ProjectTo
the primal subspace
Rules with abstractly-typed arguments may return incorrect answers when called with certain concrete types. A classic example is the matrix-matrix multiplication rule, a naive definition of which follows:
function rrule(::typeof(*), A::AbstractMatrix, B::AbstractMatrix)
function times_pullback(ȳ)
dA = ȳ * B'
dB = A' * ȳ
return NoTangent(), dA, dB
end
return A * B, times_pullback
end
When computing *(A, B)
, where A isa Diagonal
and B isa Matrix
, the output will be a Matrix
. As a result, ȳ
in the pullback will be a Matrix
, and consequently dA
for a A isa Diagonal
will be a Matrix
, which is wrong. Not only is it the wrong type, but it can contain non-zeros off the diagonal, which is not possible, it is outside of the subspace.

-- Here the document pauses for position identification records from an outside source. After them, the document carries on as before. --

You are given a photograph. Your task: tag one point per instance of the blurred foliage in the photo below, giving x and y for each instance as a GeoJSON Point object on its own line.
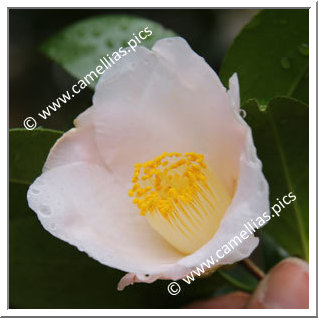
{"type": "Point", "coordinates": [28, 151]}
{"type": "Point", "coordinates": [281, 137]}
{"type": "Point", "coordinates": [270, 56]}
{"type": "Point", "coordinates": [79, 47]}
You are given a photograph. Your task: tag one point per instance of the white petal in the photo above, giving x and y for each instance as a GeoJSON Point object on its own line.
{"type": "Point", "coordinates": [84, 206]}
{"type": "Point", "coordinates": [76, 145]}
{"type": "Point", "coordinates": [168, 99]}
{"type": "Point", "coordinates": [250, 201]}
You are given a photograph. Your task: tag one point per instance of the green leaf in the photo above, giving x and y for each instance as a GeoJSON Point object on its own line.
{"type": "Point", "coordinates": [46, 272]}
{"type": "Point", "coordinates": [28, 151]}
{"type": "Point", "coordinates": [271, 250]}
{"type": "Point", "coordinates": [270, 56]}
{"type": "Point", "coordinates": [281, 137]}
{"type": "Point", "coordinates": [79, 47]}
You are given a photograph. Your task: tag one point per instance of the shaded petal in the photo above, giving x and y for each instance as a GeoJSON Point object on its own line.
{"type": "Point", "coordinates": [76, 145]}
{"type": "Point", "coordinates": [84, 206]}
{"type": "Point", "coordinates": [168, 99]}
{"type": "Point", "coordinates": [251, 200]}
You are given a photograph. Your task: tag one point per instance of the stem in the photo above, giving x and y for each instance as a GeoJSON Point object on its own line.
{"type": "Point", "coordinates": [255, 270]}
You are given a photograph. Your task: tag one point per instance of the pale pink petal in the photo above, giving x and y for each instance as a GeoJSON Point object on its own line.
{"type": "Point", "coordinates": [83, 205]}
{"type": "Point", "coordinates": [168, 99]}
{"type": "Point", "coordinates": [76, 145]}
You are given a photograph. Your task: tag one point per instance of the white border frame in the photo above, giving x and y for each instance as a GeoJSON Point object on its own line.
{"type": "Point", "coordinates": [312, 162]}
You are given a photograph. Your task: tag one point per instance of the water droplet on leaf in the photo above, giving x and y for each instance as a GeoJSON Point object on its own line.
{"type": "Point", "coordinates": [303, 49]}
{"type": "Point", "coordinates": [285, 62]}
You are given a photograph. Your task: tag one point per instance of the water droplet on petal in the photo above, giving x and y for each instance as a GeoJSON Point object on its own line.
{"type": "Point", "coordinates": [52, 226]}
{"type": "Point", "coordinates": [303, 49]}
{"type": "Point", "coordinates": [243, 113]}
{"type": "Point", "coordinates": [45, 210]}
{"type": "Point", "coordinates": [96, 33]}
{"type": "Point", "coordinates": [262, 108]}
{"type": "Point", "coordinates": [35, 191]}
{"type": "Point", "coordinates": [285, 62]}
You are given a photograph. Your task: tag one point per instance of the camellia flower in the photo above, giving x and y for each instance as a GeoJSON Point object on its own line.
{"type": "Point", "coordinates": [159, 173]}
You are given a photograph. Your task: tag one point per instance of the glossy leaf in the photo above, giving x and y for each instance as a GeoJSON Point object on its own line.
{"type": "Point", "coordinates": [79, 47]}
{"type": "Point", "coordinates": [281, 137]}
{"type": "Point", "coordinates": [46, 272]}
{"type": "Point", "coordinates": [28, 151]}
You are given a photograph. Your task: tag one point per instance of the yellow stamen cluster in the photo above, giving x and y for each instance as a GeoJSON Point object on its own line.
{"type": "Point", "coordinates": [167, 181]}
{"type": "Point", "coordinates": [181, 198]}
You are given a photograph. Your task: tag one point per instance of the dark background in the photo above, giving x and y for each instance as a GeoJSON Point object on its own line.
{"type": "Point", "coordinates": [35, 81]}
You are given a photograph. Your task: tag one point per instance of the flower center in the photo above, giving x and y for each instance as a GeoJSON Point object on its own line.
{"type": "Point", "coordinates": [181, 198]}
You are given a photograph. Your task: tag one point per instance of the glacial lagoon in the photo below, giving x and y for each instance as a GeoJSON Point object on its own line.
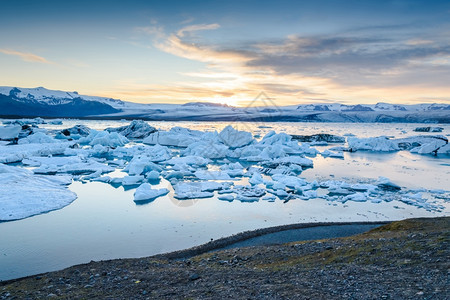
{"type": "Point", "coordinates": [105, 223]}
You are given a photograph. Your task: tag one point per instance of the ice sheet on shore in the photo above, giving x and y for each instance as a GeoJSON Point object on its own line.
{"type": "Point", "coordinates": [137, 129]}
{"type": "Point", "coordinates": [203, 189]}
{"type": "Point", "coordinates": [9, 133]}
{"type": "Point", "coordinates": [145, 192]}
{"type": "Point", "coordinates": [416, 144]}
{"type": "Point", "coordinates": [33, 194]}
{"type": "Point", "coordinates": [16, 153]}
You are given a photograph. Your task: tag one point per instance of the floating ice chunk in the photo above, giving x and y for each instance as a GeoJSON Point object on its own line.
{"type": "Point", "coordinates": [176, 136]}
{"type": "Point", "coordinates": [363, 187]}
{"type": "Point", "coordinates": [309, 194]}
{"type": "Point", "coordinates": [56, 161]}
{"type": "Point", "coordinates": [16, 153]}
{"type": "Point", "coordinates": [328, 153]}
{"type": "Point", "coordinates": [429, 129]}
{"type": "Point", "coordinates": [256, 179]}
{"type": "Point", "coordinates": [444, 149]}
{"type": "Point", "coordinates": [357, 197]}
{"type": "Point", "coordinates": [321, 137]}
{"type": "Point", "coordinates": [32, 194]}
{"type": "Point", "coordinates": [290, 181]}
{"type": "Point", "coordinates": [192, 190]}
{"type": "Point", "coordinates": [234, 138]}
{"type": "Point", "coordinates": [152, 175]}
{"type": "Point", "coordinates": [372, 144]}
{"type": "Point", "coordinates": [270, 198]}
{"type": "Point", "coordinates": [137, 129]}
{"type": "Point", "coordinates": [280, 193]}
{"type": "Point", "coordinates": [248, 191]}
{"type": "Point", "coordinates": [9, 133]}
{"type": "Point", "coordinates": [104, 138]}
{"type": "Point", "coordinates": [386, 184]}
{"type": "Point", "coordinates": [175, 175]}
{"type": "Point", "coordinates": [37, 138]}
{"type": "Point", "coordinates": [140, 165]}
{"type": "Point", "coordinates": [233, 169]}
{"type": "Point", "coordinates": [145, 192]}
{"type": "Point", "coordinates": [132, 180]}
{"type": "Point", "coordinates": [226, 197]}
{"type": "Point", "coordinates": [207, 149]}
{"type": "Point", "coordinates": [75, 132]}
{"type": "Point", "coordinates": [86, 167]}
{"type": "Point", "coordinates": [298, 160]}
{"type": "Point", "coordinates": [55, 122]}
{"type": "Point", "coordinates": [212, 175]}
{"type": "Point", "coordinates": [430, 148]}
{"type": "Point", "coordinates": [189, 160]}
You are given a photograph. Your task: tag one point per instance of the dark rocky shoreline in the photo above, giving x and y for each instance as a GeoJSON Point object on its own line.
{"type": "Point", "coordinates": [401, 260]}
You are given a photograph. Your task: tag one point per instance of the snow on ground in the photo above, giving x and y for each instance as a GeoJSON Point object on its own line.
{"type": "Point", "coordinates": [230, 165]}
{"type": "Point", "coordinates": [24, 194]}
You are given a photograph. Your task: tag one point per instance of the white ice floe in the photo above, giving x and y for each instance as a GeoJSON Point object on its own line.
{"type": "Point", "coordinates": [104, 138]}
{"type": "Point", "coordinates": [76, 168]}
{"type": "Point", "coordinates": [75, 132]}
{"type": "Point", "coordinates": [152, 175]}
{"type": "Point", "coordinates": [290, 181]}
{"type": "Point", "coordinates": [328, 153]}
{"type": "Point", "coordinates": [137, 129]}
{"type": "Point", "coordinates": [256, 179]}
{"type": "Point", "coordinates": [416, 144]}
{"type": "Point", "coordinates": [226, 197]}
{"type": "Point", "coordinates": [189, 160]}
{"type": "Point", "coordinates": [145, 192]}
{"type": "Point", "coordinates": [192, 190]}
{"type": "Point", "coordinates": [142, 164]}
{"type": "Point", "coordinates": [387, 184]}
{"type": "Point", "coordinates": [207, 149]}
{"type": "Point", "coordinates": [382, 144]}
{"type": "Point", "coordinates": [9, 133]}
{"type": "Point", "coordinates": [212, 175]}
{"type": "Point", "coordinates": [37, 138]}
{"type": "Point", "coordinates": [16, 153]}
{"type": "Point", "coordinates": [297, 160]}
{"type": "Point", "coordinates": [444, 149]}
{"type": "Point", "coordinates": [234, 138]}
{"type": "Point", "coordinates": [32, 194]}
{"type": "Point", "coordinates": [432, 147]}
{"type": "Point", "coordinates": [357, 197]}
{"type": "Point", "coordinates": [176, 136]}
{"type": "Point", "coordinates": [132, 180]}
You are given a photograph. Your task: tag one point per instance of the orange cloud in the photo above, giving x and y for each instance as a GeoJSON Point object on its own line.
{"type": "Point", "coordinates": [29, 57]}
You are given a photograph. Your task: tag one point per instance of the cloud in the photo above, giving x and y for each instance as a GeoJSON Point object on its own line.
{"type": "Point", "coordinates": [198, 27]}
{"type": "Point", "coordinates": [357, 66]}
{"type": "Point", "coordinates": [29, 57]}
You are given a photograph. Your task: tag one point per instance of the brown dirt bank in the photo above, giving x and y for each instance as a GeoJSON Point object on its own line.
{"type": "Point", "coordinates": [402, 260]}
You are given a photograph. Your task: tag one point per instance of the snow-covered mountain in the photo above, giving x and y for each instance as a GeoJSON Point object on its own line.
{"type": "Point", "coordinates": [51, 103]}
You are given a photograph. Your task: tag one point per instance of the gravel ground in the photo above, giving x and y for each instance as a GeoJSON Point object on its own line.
{"type": "Point", "coordinates": [401, 260]}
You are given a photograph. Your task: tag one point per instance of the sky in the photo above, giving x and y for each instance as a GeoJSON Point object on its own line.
{"type": "Point", "coordinates": [230, 51]}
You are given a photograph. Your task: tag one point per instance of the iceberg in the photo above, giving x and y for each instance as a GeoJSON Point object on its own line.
{"type": "Point", "coordinates": [9, 133]}
{"type": "Point", "coordinates": [137, 129]}
{"type": "Point", "coordinates": [212, 175]}
{"type": "Point", "coordinates": [234, 138]}
{"type": "Point", "coordinates": [382, 144]}
{"type": "Point", "coordinates": [32, 194]}
{"type": "Point", "coordinates": [104, 138]}
{"type": "Point", "coordinates": [145, 192]}
{"type": "Point", "coordinates": [176, 136]}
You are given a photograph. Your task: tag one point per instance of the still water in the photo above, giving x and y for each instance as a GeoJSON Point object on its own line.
{"type": "Point", "coordinates": [105, 223]}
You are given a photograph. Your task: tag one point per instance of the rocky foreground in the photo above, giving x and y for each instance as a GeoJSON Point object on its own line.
{"type": "Point", "coordinates": [401, 260]}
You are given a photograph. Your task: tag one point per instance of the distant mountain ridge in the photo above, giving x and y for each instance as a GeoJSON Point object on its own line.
{"type": "Point", "coordinates": [27, 102]}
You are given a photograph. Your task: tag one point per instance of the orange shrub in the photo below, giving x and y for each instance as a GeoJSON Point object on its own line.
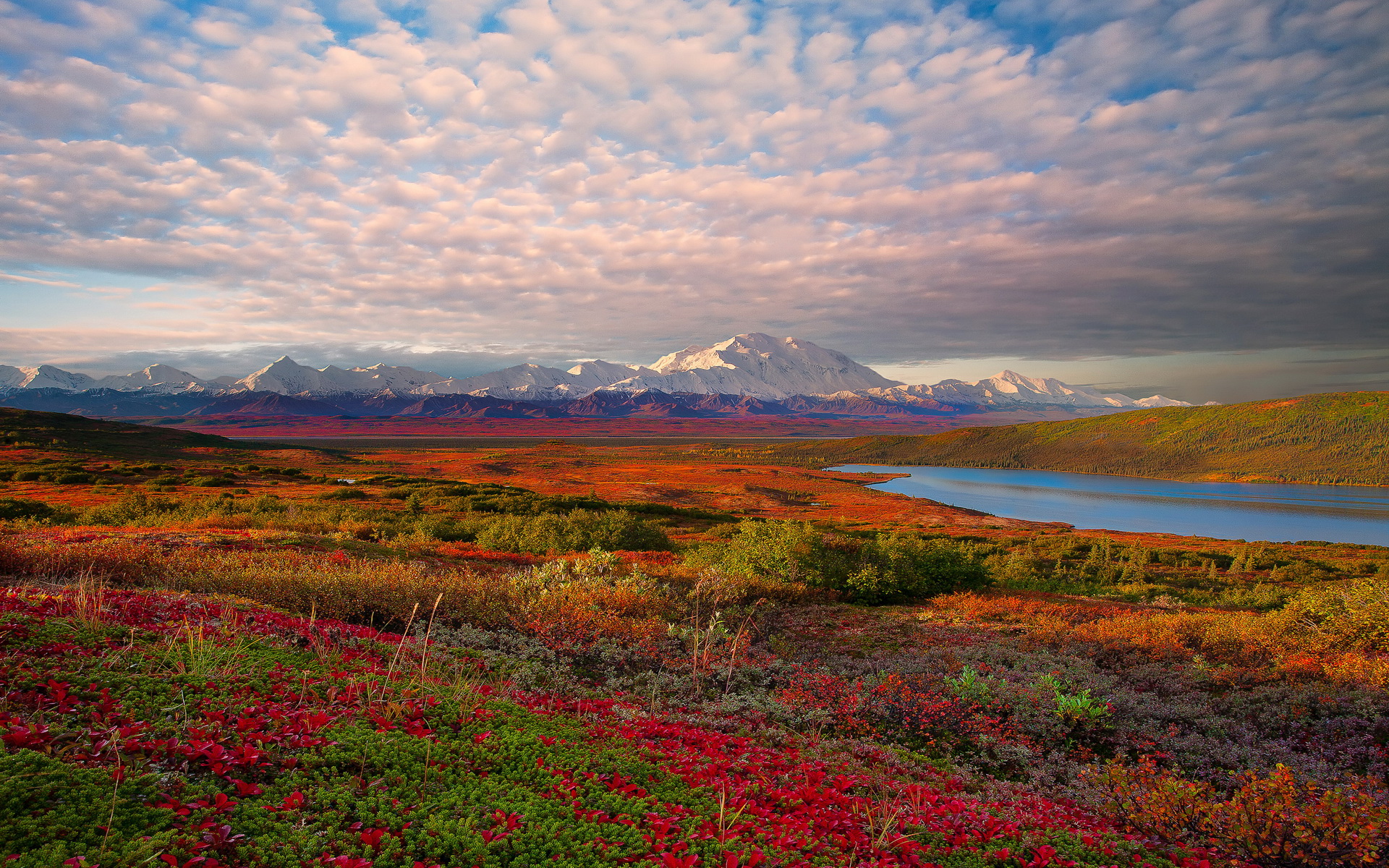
{"type": "Point", "coordinates": [1270, 821]}
{"type": "Point", "coordinates": [561, 602]}
{"type": "Point", "coordinates": [1231, 644]}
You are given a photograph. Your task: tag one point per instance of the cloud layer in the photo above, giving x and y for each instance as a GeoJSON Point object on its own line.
{"type": "Point", "coordinates": [902, 181]}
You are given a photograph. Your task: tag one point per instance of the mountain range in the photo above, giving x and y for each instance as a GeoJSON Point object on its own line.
{"type": "Point", "coordinates": [745, 375]}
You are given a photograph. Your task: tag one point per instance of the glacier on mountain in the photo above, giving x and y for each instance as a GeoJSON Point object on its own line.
{"type": "Point", "coordinates": [753, 365]}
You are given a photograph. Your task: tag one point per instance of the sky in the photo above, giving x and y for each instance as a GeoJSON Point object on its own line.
{"type": "Point", "coordinates": [1189, 197]}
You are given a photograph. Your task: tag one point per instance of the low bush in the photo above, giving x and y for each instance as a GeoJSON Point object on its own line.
{"type": "Point", "coordinates": [22, 507]}
{"type": "Point", "coordinates": [888, 569]}
{"type": "Point", "coordinates": [577, 531]}
{"type": "Point", "coordinates": [1271, 820]}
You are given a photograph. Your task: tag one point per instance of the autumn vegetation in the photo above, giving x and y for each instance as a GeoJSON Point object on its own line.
{"type": "Point", "coordinates": [217, 656]}
{"type": "Point", "coordinates": [1334, 438]}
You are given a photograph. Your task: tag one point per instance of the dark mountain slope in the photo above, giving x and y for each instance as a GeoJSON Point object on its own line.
{"type": "Point", "coordinates": [67, 433]}
{"type": "Point", "coordinates": [1334, 438]}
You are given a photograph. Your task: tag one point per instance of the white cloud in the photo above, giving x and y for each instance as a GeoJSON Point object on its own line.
{"type": "Point", "coordinates": [893, 179]}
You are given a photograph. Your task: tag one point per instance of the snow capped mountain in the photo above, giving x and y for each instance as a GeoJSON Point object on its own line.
{"type": "Point", "coordinates": [752, 367]}
{"type": "Point", "coordinates": [757, 365]}
{"type": "Point", "coordinates": [43, 377]}
{"type": "Point", "coordinates": [1011, 391]}
{"type": "Point", "coordinates": [155, 377]}
{"type": "Point", "coordinates": [537, 382]}
{"type": "Point", "coordinates": [288, 377]}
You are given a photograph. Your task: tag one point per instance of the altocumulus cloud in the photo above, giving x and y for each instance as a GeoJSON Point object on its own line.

While a specialised rules can indeed be written for the Diagonal
case, there are many other types and we don't want to be forced to write a rule for each of them. Instead, project_A = ProjectTo(A)
can be used (outside the pullback) to extract an object that knows how to project onto the type of A
(e.g. also knows the size of the array). This object can be called with a tangent ȳ * B'
, by doing project_A(ȳ * B')
, to project it on the tangent space of A
. The correct rule then looks like
function rrule(::typeof(*), A::AbstractMatrix, B::AbstractMatrix)
project_A = ProjectTo(A)
project_B = ProjectTo(B)
function times_pullback(ȳ)
dA = ȳ * B'
dB = A' * ȳ
return NoTangent(), project_A(dA), project_B(dB)
end
return A * B, times_pullback
end
The above example is potentially a good place for using a @thunk
. This is not required, but can in some cases be more computationally efficient, see Use Thunk
s appropriately. When combining thunks and projections, @thunk()
must be the outermost call.
A more optimized implementation of the matrix-matrix multiplication example would have
times_pullback(ȳ) = NoTangent(), @thunk(project_A(ȳ * B')), @thunk(project_B(A' * ȳ))
within the rrule
. This defers both the evaluation of the product rule and the projection until(/if) the tangent gets used.